In my opinion both are great Princess Turandots, but who impresssed you more live. They both had huge voices, but very different voices. Thanks.


----------



## Woodduck (Mar 17, 2014)

How many here have seen them both live? The nearest I get is a live recording with Nilsson, Corelli and Vishnevskaya under Gavazzeni at la Scala. For the vocal heat they generate you'd better have a fire extinguisher handy.


----------



## DavidA (Dec 14, 2012)

For me Sutherland (although she never took the part on the stage) was extraordinarily successful in her recording in conveying not just the iciness but the vulnerability too. Nilsson was, of course, one of the great voices but I never warmed to her that much. Admire - certainly. Love - well, no.


----------



## Granate (Jun 25, 2016)

DavidA said:


> Nilsson was, of course, one of the great voices but I never warmed to her that much. Admire - certainly. Love - well, no.


I hope I have a great feeling about her Turandots when I do the challenge. Your opinion reminds me of my views on her Salome.


----------



## Tuoksu (Sep 3, 2015)

Nilsson is Turandot.


----------



## BalalaikaBoy (Sep 25, 2014)

DavidA said:


> For me Sutherland (although she never took the part on the stage) was extraordinarily successful in her recording in conveying not just the iciness but the vulnerability too. Nilsson was, of course, one of the great voices but I never warmed to her that much. Admire - certainly. Love - well, no.
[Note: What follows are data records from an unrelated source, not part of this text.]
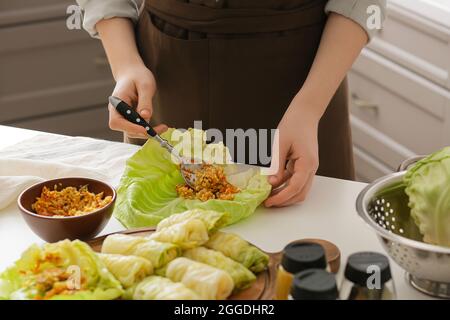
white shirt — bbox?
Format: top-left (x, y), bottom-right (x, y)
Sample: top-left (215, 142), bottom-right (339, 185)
top-left (76, 0), bottom-right (387, 39)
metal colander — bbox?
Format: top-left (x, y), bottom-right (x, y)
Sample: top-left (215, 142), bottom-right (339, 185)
top-left (356, 167), bottom-right (450, 299)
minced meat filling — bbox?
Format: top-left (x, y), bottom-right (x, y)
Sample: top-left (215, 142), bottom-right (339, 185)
top-left (176, 164), bottom-right (239, 201)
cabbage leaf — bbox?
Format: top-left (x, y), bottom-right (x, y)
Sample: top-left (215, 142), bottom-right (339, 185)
top-left (114, 128), bottom-right (271, 228)
top-left (404, 147), bottom-right (450, 247)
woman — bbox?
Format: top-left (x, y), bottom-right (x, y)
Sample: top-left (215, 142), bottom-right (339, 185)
top-left (77, 0), bottom-right (386, 207)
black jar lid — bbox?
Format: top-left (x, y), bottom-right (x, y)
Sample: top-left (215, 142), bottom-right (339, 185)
top-left (290, 269), bottom-right (338, 300)
top-left (344, 252), bottom-right (392, 286)
top-left (281, 242), bottom-right (327, 274)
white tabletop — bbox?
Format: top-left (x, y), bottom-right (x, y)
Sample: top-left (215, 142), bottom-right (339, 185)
top-left (0, 125), bottom-right (432, 300)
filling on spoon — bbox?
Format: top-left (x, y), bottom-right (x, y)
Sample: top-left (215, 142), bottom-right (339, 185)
top-left (176, 164), bottom-right (239, 201)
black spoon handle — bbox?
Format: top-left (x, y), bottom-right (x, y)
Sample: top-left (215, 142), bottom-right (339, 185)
top-left (108, 96), bottom-right (157, 137)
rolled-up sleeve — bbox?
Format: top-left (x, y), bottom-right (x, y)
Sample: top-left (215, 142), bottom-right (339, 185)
top-left (325, 0), bottom-right (387, 40)
top-left (76, 0), bottom-right (142, 38)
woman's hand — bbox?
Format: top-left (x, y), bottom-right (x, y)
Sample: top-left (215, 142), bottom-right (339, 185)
top-left (108, 63), bottom-right (167, 139)
top-left (96, 18), bottom-right (167, 139)
top-left (264, 13), bottom-right (369, 207)
top-left (264, 96), bottom-right (321, 207)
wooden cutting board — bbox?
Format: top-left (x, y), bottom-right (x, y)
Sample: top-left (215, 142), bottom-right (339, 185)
top-left (87, 227), bottom-right (282, 300)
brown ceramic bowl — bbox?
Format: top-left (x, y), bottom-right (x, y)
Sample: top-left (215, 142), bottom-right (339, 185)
top-left (18, 177), bottom-right (116, 243)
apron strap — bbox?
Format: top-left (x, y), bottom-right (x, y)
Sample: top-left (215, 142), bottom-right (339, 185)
top-left (145, 0), bottom-right (327, 34)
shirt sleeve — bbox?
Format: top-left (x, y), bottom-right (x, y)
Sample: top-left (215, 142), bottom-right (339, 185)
top-left (325, 0), bottom-right (387, 40)
top-left (76, 0), bottom-right (143, 38)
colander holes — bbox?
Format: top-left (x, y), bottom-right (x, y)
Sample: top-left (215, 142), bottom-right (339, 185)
top-left (376, 200), bottom-right (380, 205)
top-left (391, 217), bottom-right (396, 222)
top-left (375, 206), bottom-right (379, 211)
top-left (386, 221), bottom-right (390, 226)
top-left (399, 228), bottom-right (404, 234)
top-left (391, 225), bottom-right (395, 230)
top-left (385, 212), bottom-right (389, 217)
top-left (380, 207), bottom-right (384, 212)
top-left (381, 216), bottom-right (385, 221)
top-left (381, 199), bottom-right (385, 204)
top-left (386, 202), bottom-right (390, 208)
top-left (390, 209), bottom-right (394, 214)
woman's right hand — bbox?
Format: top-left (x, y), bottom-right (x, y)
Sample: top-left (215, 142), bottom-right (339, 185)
top-left (108, 63), bottom-right (168, 139)
top-left (96, 17), bottom-right (167, 139)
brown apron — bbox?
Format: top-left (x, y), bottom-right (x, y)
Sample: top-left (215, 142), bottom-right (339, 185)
top-left (129, 0), bottom-right (355, 180)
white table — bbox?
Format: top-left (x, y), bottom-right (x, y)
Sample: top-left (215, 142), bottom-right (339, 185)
top-left (0, 125), bottom-right (432, 300)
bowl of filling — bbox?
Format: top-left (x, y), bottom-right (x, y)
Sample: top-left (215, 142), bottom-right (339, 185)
top-left (18, 177), bottom-right (116, 242)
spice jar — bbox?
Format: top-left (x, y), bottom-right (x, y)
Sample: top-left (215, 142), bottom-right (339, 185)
top-left (290, 269), bottom-right (339, 300)
top-left (275, 241), bottom-right (327, 300)
top-left (340, 252), bottom-right (396, 300)
top-left (300, 238), bottom-right (341, 273)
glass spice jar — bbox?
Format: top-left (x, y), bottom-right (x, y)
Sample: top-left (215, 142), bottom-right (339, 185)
top-left (275, 241), bottom-right (328, 300)
top-left (340, 252), bottom-right (396, 300)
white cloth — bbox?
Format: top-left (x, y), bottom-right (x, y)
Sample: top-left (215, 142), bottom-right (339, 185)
top-left (0, 134), bottom-right (139, 211)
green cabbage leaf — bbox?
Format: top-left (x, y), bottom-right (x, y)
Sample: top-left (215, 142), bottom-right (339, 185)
top-left (404, 147), bottom-right (450, 247)
top-left (114, 128), bottom-right (271, 228)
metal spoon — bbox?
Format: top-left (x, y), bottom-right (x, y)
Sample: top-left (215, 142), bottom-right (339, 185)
top-left (108, 96), bottom-right (201, 188)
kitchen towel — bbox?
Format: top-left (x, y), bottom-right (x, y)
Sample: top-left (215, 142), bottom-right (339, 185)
top-left (0, 134), bottom-right (139, 211)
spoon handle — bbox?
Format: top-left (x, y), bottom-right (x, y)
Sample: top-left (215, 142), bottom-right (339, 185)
top-left (109, 96), bottom-right (157, 137)
top-left (108, 96), bottom-right (181, 161)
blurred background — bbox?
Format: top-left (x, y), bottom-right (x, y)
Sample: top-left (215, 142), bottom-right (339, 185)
top-left (0, 0), bottom-right (449, 182)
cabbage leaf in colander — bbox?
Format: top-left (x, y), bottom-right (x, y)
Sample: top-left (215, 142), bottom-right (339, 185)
top-left (113, 128), bottom-right (271, 228)
top-left (404, 147), bottom-right (450, 247)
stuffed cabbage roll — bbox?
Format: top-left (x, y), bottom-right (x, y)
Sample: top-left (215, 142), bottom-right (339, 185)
top-left (184, 247), bottom-right (256, 290)
top-left (98, 254), bottom-right (153, 288)
top-left (205, 232), bottom-right (269, 273)
top-left (156, 209), bottom-right (230, 233)
top-left (101, 234), bottom-right (179, 269)
top-left (149, 219), bottom-right (209, 249)
top-left (0, 240), bottom-right (122, 300)
top-left (123, 276), bottom-right (199, 300)
top-left (164, 257), bottom-right (234, 300)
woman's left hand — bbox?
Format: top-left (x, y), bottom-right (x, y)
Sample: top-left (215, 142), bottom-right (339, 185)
top-left (263, 13), bottom-right (369, 207)
top-left (264, 96), bottom-right (322, 207)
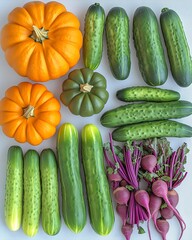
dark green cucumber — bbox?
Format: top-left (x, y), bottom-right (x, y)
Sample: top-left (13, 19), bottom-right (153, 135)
top-left (81, 124), bottom-right (114, 235)
top-left (133, 6), bottom-right (168, 86)
top-left (4, 146), bottom-right (23, 231)
top-left (83, 3), bottom-right (105, 70)
top-left (100, 100), bottom-right (192, 128)
top-left (22, 150), bottom-right (41, 237)
top-left (57, 123), bottom-right (86, 233)
top-left (160, 8), bottom-right (192, 87)
top-left (112, 120), bottom-right (192, 142)
top-left (116, 86), bottom-right (180, 102)
top-left (40, 149), bottom-right (61, 236)
top-left (105, 7), bottom-right (131, 80)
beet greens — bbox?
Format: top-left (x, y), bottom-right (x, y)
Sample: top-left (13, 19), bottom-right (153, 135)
top-left (104, 136), bottom-right (189, 240)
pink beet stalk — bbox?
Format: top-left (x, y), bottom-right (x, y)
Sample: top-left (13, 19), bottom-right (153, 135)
top-left (156, 218), bottom-right (170, 240)
top-left (121, 223), bottom-right (133, 240)
top-left (152, 180), bottom-right (186, 240)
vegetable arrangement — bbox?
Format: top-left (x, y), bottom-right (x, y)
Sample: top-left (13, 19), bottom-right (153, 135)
top-left (104, 136), bottom-right (188, 240)
top-left (1, 1), bottom-right (192, 240)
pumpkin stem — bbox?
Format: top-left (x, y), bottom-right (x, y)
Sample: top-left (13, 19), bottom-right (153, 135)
top-left (80, 83), bottom-right (94, 93)
top-left (30, 25), bottom-right (48, 43)
top-left (23, 105), bottom-right (35, 119)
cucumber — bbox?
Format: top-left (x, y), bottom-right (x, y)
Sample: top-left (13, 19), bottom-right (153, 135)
top-left (4, 146), bottom-right (23, 231)
top-left (81, 124), bottom-right (114, 235)
top-left (57, 123), bottom-right (86, 233)
top-left (133, 6), bottom-right (168, 86)
top-left (116, 86), bottom-right (180, 102)
top-left (40, 149), bottom-right (61, 236)
top-left (105, 7), bottom-right (131, 80)
top-left (22, 150), bottom-right (41, 237)
top-left (112, 120), bottom-right (192, 142)
top-left (83, 3), bottom-right (105, 70)
top-left (100, 100), bottom-right (192, 128)
top-left (160, 8), bottom-right (192, 87)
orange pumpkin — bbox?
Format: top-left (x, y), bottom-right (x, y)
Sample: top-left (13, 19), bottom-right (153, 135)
top-left (0, 82), bottom-right (61, 145)
top-left (0, 1), bottom-right (83, 82)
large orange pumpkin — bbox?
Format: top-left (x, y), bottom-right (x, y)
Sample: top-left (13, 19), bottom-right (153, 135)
top-left (0, 82), bottom-right (61, 145)
top-left (0, 1), bottom-right (83, 82)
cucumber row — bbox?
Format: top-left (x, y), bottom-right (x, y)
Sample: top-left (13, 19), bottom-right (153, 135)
top-left (83, 4), bottom-right (192, 87)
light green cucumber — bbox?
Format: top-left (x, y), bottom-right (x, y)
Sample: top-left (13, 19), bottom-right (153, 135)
top-left (40, 148), bottom-right (61, 236)
top-left (4, 146), bottom-right (23, 231)
top-left (112, 120), bottom-right (192, 142)
top-left (116, 86), bottom-right (180, 102)
top-left (81, 124), bottom-right (114, 235)
top-left (22, 150), bottom-right (41, 237)
top-left (57, 123), bottom-right (86, 233)
top-left (83, 3), bottom-right (105, 70)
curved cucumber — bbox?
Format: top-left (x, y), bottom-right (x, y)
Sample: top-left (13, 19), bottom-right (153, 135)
top-left (112, 120), bottom-right (192, 142)
top-left (57, 123), bottom-right (86, 233)
top-left (83, 3), bottom-right (105, 70)
top-left (22, 150), bottom-right (41, 237)
top-left (81, 124), bottom-right (114, 235)
top-left (40, 149), bottom-right (61, 236)
top-left (133, 6), bottom-right (168, 86)
top-left (4, 146), bottom-right (23, 231)
top-left (160, 8), bottom-right (192, 87)
top-left (116, 86), bottom-right (180, 102)
top-left (100, 100), bottom-right (192, 128)
top-left (106, 7), bottom-right (131, 80)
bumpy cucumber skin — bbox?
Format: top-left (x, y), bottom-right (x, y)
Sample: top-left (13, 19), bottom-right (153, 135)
top-left (81, 124), bottom-right (114, 235)
top-left (100, 100), bottom-right (192, 128)
top-left (83, 3), bottom-right (105, 70)
top-left (57, 123), bottom-right (86, 233)
top-left (4, 146), bottom-right (23, 231)
top-left (116, 86), bottom-right (180, 102)
top-left (22, 150), bottom-right (41, 237)
top-left (112, 120), bottom-right (192, 142)
top-left (40, 149), bottom-right (61, 236)
top-left (106, 7), bottom-right (131, 80)
top-left (133, 6), bottom-right (168, 86)
top-left (160, 8), bottom-right (192, 87)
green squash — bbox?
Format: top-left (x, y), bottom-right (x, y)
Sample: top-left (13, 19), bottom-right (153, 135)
top-left (60, 68), bottom-right (109, 117)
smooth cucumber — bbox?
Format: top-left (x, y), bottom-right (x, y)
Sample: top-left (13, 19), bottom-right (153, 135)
top-left (81, 124), bottom-right (114, 235)
top-left (40, 149), bottom-right (61, 236)
top-left (160, 8), bottom-right (192, 87)
top-left (112, 120), bottom-right (192, 142)
top-left (116, 86), bottom-right (180, 102)
top-left (100, 100), bottom-right (192, 128)
top-left (4, 146), bottom-right (23, 231)
top-left (105, 7), bottom-right (131, 80)
top-left (83, 3), bottom-right (105, 70)
top-left (22, 150), bottom-right (41, 237)
top-left (57, 123), bottom-right (86, 233)
top-left (133, 6), bottom-right (168, 86)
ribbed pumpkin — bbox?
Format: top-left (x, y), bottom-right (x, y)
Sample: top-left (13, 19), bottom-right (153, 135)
top-left (0, 82), bottom-right (61, 145)
top-left (0, 1), bottom-right (83, 82)
top-left (60, 68), bottom-right (109, 117)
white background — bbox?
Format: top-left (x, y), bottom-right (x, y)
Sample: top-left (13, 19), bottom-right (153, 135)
top-left (0, 0), bottom-right (192, 240)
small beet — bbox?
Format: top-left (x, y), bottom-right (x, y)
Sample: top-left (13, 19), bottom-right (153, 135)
top-left (113, 187), bottom-right (130, 205)
top-left (121, 223), bottom-right (133, 240)
top-left (160, 207), bottom-right (174, 219)
top-left (156, 218), bottom-right (170, 240)
top-left (108, 172), bottom-right (123, 182)
top-left (141, 154), bottom-right (157, 173)
top-left (116, 204), bottom-right (128, 225)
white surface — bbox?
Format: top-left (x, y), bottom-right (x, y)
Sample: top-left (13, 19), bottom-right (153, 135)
top-left (0, 0), bottom-right (192, 239)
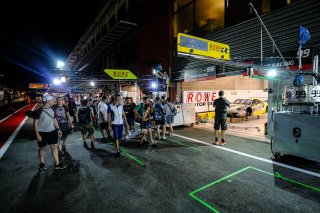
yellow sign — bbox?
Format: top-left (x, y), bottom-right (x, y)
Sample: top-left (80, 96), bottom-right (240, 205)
top-left (177, 33), bottom-right (230, 60)
top-left (104, 69), bottom-right (137, 80)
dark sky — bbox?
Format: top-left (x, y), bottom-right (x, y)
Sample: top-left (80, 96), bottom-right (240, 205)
top-left (0, 0), bottom-right (107, 89)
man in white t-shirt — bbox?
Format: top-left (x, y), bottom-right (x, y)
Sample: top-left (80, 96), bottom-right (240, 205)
top-left (98, 96), bottom-right (111, 142)
top-left (108, 95), bottom-right (129, 157)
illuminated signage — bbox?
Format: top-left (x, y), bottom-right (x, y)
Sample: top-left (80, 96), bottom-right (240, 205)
top-left (104, 69), bottom-right (137, 80)
top-left (29, 83), bottom-right (48, 89)
top-left (177, 33), bottom-right (230, 60)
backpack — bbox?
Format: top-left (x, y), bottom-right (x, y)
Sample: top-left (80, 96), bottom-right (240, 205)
top-left (136, 103), bottom-right (145, 117)
top-left (167, 103), bottom-right (177, 116)
top-left (78, 107), bottom-right (91, 124)
top-left (25, 107), bottom-right (43, 119)
top-left (154, 103), bottom-right (164, 120)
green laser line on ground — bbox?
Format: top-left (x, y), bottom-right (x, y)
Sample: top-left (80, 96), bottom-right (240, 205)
top-left (93, 131), bottom-right (145, 167)
top-left (189, 166), bottom-right (320, 212)
top-left (106, 140), bottom-right (146, 167)
top-left (167, 138), bottom-right (202, 151)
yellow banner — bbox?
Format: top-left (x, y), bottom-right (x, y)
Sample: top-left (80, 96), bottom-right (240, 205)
top-left (177, 33), bottom-right (230, 60)
top-left (104, 69), bottom-right (137, 80)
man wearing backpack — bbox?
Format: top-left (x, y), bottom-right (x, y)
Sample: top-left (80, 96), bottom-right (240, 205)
top-left (154, 97), bottom-right (166, 140)
top-left (33, 94), bottom-right (66, 171)
top-left (78, 99), bottom-right (95, 149)
top-left (163, 97), bottom-right (177, 136)
top-left (52, 97), bottom-right (74, 154)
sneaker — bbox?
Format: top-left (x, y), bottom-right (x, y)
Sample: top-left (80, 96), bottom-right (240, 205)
top-left (83, 142), bottom-right (88, 148)
top-left (128, 131), bottom-right (132, 136)
top-left (39, 163), bottom-right (47, 171)
top-left (115, 152), bottom-right (121, 158)
top-left (220, 142), bottom-right (226, 146)
top-left (169, 133), bottom-right (174, 137)
top-left (213, 141), bottom-right (220, 145)
top-left (55, 163), bottom-right (67, 170)
top-left (161, 137), bottom-right (166, 140)
top-left (125, 135), bottom-right (130, 140)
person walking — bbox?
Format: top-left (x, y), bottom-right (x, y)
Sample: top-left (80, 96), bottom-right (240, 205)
top-left (98, 96), bottom-right (111, 142)
top-left (107, 95), bottom-right (129, 157)
top-left (213, 90), bottom-right (230, 146)
top-left (52, 97), bottom-right (74, 153)
top-left (163, 98), bottom-right (177, 136)
top-left (33, 94), bottom-right (66, 171)
top-left (78, 99), bottom-right (95, 149)
top-left (123, 97), bottom-right (136, 133)
top-left (154, 97), bottom-right (166, 140)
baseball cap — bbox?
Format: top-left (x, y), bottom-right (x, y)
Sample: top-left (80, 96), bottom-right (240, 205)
top-left (42, 94), bottom-right (54, 102)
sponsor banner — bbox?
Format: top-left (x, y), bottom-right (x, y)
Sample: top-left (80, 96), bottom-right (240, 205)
top-left (104, 69), bottom-right (137, 80)
top-left (245, 47), bottom-right (313, 71)
top-left (177, 33), bottom-right (230, 60)
top-left (183, 90), bottom-right (268, 113)
top-left (29, 83), bottom-right (48, 89)
top-left (184, 65), bottom-right (216, 82)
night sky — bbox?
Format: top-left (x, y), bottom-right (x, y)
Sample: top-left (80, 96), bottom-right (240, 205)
top-left (0, 0), bottom-right (107, 90)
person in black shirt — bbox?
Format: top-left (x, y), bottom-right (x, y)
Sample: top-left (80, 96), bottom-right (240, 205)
top-left (213, 90), bottom-right (230, 146)
top-left (123, 97), bottom-right (136, 133)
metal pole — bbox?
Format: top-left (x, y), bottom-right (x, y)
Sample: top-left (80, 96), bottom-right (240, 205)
top-left (249, 2), bottom-right (289, 70)
top-left (261, 26), bottom-right (263, 67)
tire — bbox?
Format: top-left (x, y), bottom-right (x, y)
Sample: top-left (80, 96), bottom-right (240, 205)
top-left (274, 152), bottom-right (281, 160)
top-left (246, 107), bottom-right (253, 116)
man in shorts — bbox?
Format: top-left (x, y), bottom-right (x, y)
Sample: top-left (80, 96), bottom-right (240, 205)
top-left (213, 90), bottom-right (230, 146)
top-left (108, 95), bottom-right (129, 157)
top-left (78, 99), bottom-right (95, 149)
top-left (33, 94), bottom-right (67, 171)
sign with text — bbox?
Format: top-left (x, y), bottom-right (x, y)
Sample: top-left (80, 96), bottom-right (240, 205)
top-left (29, 83), bottom-right (48, 89)
top-left (284, 85), bottom-right (320, 104)
top-left (184, 65), bottom-right (216, 82)
top-left (245, 47), bottom-right (313, 71)
top-left (104, 69), bottom-right (137, 80)
top-left (183, 90), bottom-right (268, 113)
top-left (177, 33), bottom-right (230, 60)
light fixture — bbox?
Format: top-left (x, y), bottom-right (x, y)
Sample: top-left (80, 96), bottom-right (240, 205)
top-left (266, 69), bottom-right (277, 77)
top-left (60, 76), bottom-right (66, 82)
top-left (90, 82), bottom-right (95, 86)
top-left (53, 78), bottom-right (61, 85)
top-left (56, 61), bottom-right (65, 70)
top-left (151, 82), bottom-right (157, 88)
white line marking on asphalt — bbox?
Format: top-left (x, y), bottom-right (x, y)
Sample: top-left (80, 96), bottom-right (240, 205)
top-left (174, 133), bottom-right (320, 178)
top-left (0, 104), bottom-right (37, 159)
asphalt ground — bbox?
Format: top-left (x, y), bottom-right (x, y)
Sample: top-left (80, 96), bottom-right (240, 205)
top-left (0, 118), bottom-right (319, 213)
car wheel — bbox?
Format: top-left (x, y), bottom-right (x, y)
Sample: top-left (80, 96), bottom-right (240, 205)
top-left (246, 107), bottom-right (253, 116)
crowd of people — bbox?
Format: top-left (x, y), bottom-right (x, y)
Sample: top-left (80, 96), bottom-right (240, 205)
top-left (32, 93), bottom-right (178, 170)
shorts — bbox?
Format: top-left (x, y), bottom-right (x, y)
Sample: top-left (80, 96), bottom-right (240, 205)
top-left (127, 117), bottom-right (135, 127)
top-left (38, 130), bottom-right (58, 147)
top-left (155, 119), bottom-right (165, 126)
top-left (166, 115), bottom-right (174, 125)
top-left (112, 124), bottom-right (124, 140)
top-left (80, 122), bottom-right (94, 135)
top-left (99, 123), bottom-right (108, 129)
top-left (214, 117), bottom-right (227, 130)
top-left (141, 121), bottom-right (151, 129)
top-left (59, 123), bottom-right (70, 139)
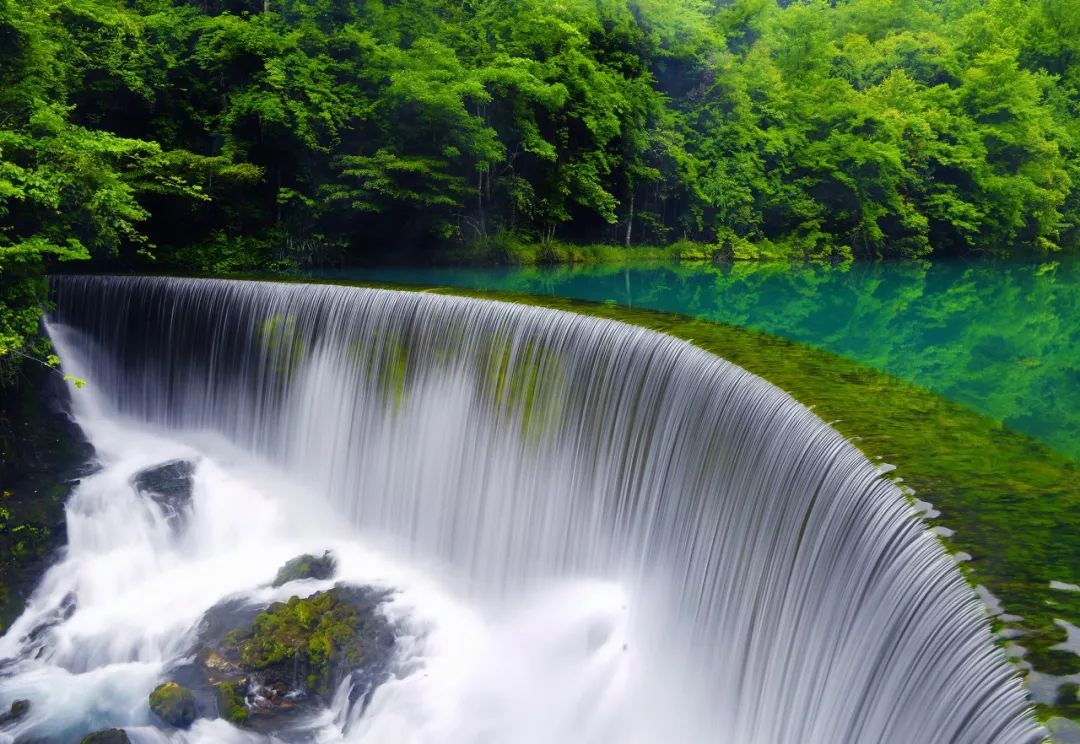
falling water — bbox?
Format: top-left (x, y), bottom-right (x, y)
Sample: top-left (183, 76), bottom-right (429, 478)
top-left (0, 276), bottom-right (1044, 743)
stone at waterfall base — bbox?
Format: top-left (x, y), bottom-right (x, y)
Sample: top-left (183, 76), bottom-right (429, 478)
top-left (272, 551), bottom-right (336, 587)
top-left (164, 580), bottom-right (395, 734)
top-left (80, 729), bottom-right (132, 744)
top-left (149, 682), bottom-right (197, 728)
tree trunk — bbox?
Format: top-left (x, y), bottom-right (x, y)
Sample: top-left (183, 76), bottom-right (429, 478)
top-left (625, 191), bottom-right (635, 247)
top-left (477, 169), bottom-right (486, 239)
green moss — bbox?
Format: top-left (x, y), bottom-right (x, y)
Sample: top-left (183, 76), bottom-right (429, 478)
top-left (1030, 648), bottom-right (1080, 677)
top-left (228, 588), bottom-right (365, 697)
top-left (272, 552), bottom-right (336, 587)
top-left (257, 314), bottom-right (307, 380)
top-left (148, 682), bottom-right (197, 728)
top-left (437, 235), bottom-right (716, 267)
top-left (215, 680), bottom-right (248, 725)
top-left (482, 334), bottom-right (564, 440)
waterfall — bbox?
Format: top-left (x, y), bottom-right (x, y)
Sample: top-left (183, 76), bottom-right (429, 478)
top-left (0, 276), bottom-right (1042, 743)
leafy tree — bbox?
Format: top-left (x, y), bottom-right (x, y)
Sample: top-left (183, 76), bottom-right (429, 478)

^this. she also effortlessly handles the high tessitura in a manner which a typical dramatic soprano is incapable of.

between the two in the OP, probably Nilsson, even though overall I prefer Dimitrova (who consistently ranks 2-3rd best for me in dozens of roles, but never seems to take the top spot).


----------



## Seattleoperafan (Mar 24, 2013)

BalalaikaBoy said:


> ^this. she also effortlessly handles the high tessitura in a manner which a typical dramatic soprano is incapable of.
> 
> between the two in the OP, probably Nilsson, even though overall I prefer Dimitrova (who consistently ranks 2-3rd best for me in dozens of roles, but never seems to take the top spot).


I wonder if I would feel the same about Dimitrova. Live makes a difference.


----------



## Bonetan (Dec 22, 2016)

Seattleoperafan said:


> In my opinion both are great Princess Turandots, but who impresssed you more live. They both had huge voices, but very different voices. Thanks.


You're so dramatic soprano-centric that I feel like you're being cheated of a huge amount of incredible voices! I somehow feel bad about this lol


----------



## Seattleoperafan (Mar 24, 2013)

Bonetan said:


> You're so dramatic soprano-centric that I feel like you're being cheated of a huge amount of incredible voices! I somehow feel bad about this lol


I love David Hansen , Renee Fleming and Maureen Forrester. Do they count.


----------



## adriesba (Dec 30, 2019)

I'm surprised this discussion didn't go further. Now I didn't see either of them live since they both died when I was just a little kid, but from video I have watched on YouTube and recordings I've listened to, I'd say my favorite is definitely Nilsson. Dimitrova was interesting, but I just am not enraptured by her quite like Nilsson. I think that's important since Calaf should have some reason to be attracted to such a cold person. When I hear Dimitrova, all I feel is fear, whereas with Nilsson, I see the more delicate side of the character. A good example of this is the part after Calaf solves the riddles when Turandot begs her father not to let "the stranger" marry her. When Dimitrova sings this part, it comes across as lacking emotion or almost as disrespect or something. It's hard for me to say exactly, but it just doesn't work for me. When Nilsson sings this though, she legitimately sounds desperate. It as if her cold persona has disappeared and she has become a little girl running to her father. It reminds me of Brünnhilde pleading with Wotan in Act III of _Die Walküre_. Nilsson portrayed this well also. Dimitrova is just loud singing with little characterization other than frightening cold killer. Plus, I just find Nilsson's high notes more attractive.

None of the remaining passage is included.